Having you back makes me happy. Being able to sleep in you again makes me ecstatic. My cats agree wholeheartedly.
Yours in sleepness,
distracted spunk


Dude, my bed also makes me insanely happy. Seriously.
Dark Knight was definitely intense, it was like a never ending on the edge of your seat ‘what’s going to happen next’ movie.
I have not read her books as of yet, but my friend tells me they are like crack.
I agree with you. I consider an autotape as listening…not reading.

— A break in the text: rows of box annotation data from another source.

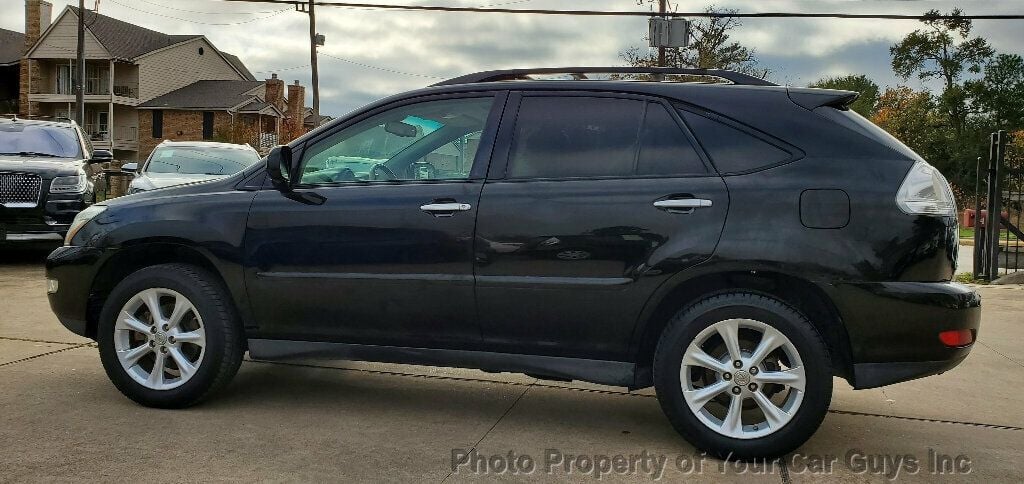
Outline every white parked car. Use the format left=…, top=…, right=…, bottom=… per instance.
left=121, top=141, right=260, bottom=193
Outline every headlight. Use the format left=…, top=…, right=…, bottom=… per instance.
left=65, top=205, right=106, bottom=246
left=50, top=173, right=88, bottom=193
left=896, top=162, right=956, bottom=217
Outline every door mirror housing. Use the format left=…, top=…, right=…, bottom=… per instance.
left=266, top=144, right=293, bottom=191
left=89, top=149, right=114, bottom=163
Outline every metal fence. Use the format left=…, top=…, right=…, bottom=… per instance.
left=974, top=131, right=1024, bottom=280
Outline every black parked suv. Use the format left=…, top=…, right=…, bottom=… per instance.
left=47, top=68, right=980, bottom=457
left=0, top=118, right=113, bottom=243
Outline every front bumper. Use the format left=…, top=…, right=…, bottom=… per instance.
left=826, top=282, right=981, bottom=389
left=46, top=246, right=104, bottom=338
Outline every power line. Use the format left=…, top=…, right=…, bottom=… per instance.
left=109, top=0, right=291, bottom=27
left=221, top=0, right=1024, bottom=20
left=319, top=52, right=447, bottom=79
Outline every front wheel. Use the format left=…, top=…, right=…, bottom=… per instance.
left=654, top=293, right=831, bottom=459
left=96, top=264, right=244, bottom=408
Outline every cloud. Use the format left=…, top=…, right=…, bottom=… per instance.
left=0, top=0, right=1024, bottom=116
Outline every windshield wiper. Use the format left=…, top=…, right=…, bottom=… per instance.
left=0, top=151, right=63, bottom=158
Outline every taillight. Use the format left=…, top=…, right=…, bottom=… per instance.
left=939, top=329, right=974, bottom=348
left=896, top=162, right=956, bottom=217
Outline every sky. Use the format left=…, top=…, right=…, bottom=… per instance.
left=0, top=0, right=1024, bottom=116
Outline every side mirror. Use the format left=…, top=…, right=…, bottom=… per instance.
left=89, top=149, right=114, bottom=163
left=266, top=144, right=292, bottom=191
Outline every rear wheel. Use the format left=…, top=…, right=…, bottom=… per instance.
left=654, top=293, right=831, bottom=458
left=97, top=264, right=244, bottom=408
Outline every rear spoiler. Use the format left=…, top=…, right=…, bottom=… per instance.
left=786, top=87, right=860, bottom=111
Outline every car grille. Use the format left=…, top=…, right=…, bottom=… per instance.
left=0, top=173, right=43, bottom=207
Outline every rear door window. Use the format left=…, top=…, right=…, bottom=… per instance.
left=508, top=96, right=708, bottom=178
left=679, top=109, right=793, bottom=173
left=508, top=96, right=644, bottom=178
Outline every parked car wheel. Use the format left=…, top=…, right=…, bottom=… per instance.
left=96, top=264, right=245, bottom=408
left=653, top=293, right=831, bottom=459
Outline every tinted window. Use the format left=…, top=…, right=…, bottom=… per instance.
left=144, top=145, right=259, bottom=175
left=508, top=96, right=644, bottom=178
left=637, top=102, right=708, bottom=175
left=0, top=123, right=82, bottom=158
left=679, top=109, right=790, bottom=173
left=302, top=97, right=494, bottom=183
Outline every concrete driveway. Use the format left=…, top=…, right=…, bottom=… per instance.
left=0, top=247, right=1024, bottom=483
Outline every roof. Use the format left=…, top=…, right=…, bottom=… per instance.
left=138, top=81, right=263, bottom=111
left=220, top=50, right=256, bottom=81
left=68, top=7, right=200, bottom=63
left=0, top=29, right=25, bottom=65
left=158, top=139, right=256, bottom=151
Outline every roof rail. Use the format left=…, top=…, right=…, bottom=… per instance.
left=434, top=68, right=777, bottom=86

I’m trying my best to avoid the “Twilight” series. After all the energy I put into Harry Potter, I need a long break!
What’s your new job?
Great list of letters. I honestly sleep best when I’m in my own bed. Maybe, once you get reacquainted, you’ll find your nights full of deep dreams again.
I slept with a teddy bear until I was 26 and adopted my dog, who subsequently ate my teddy bear’s face off. It was a sign to put the teddy bear on a shelf and cuddle my dog instead.
I think an audio book can be “literary” but not “literate.”
I haven’t checked dictionary.com but doesn’t “literate” mean having the ability to read? If someone is reading to you, you’re not doing any of the work.
Just my 2 cents…
I’m going through much the same thing you and GDB are going through… my guy’s in the army full time and far away, but things between us somehow refuse to dissolve…
I guess it all works out for the best in the end…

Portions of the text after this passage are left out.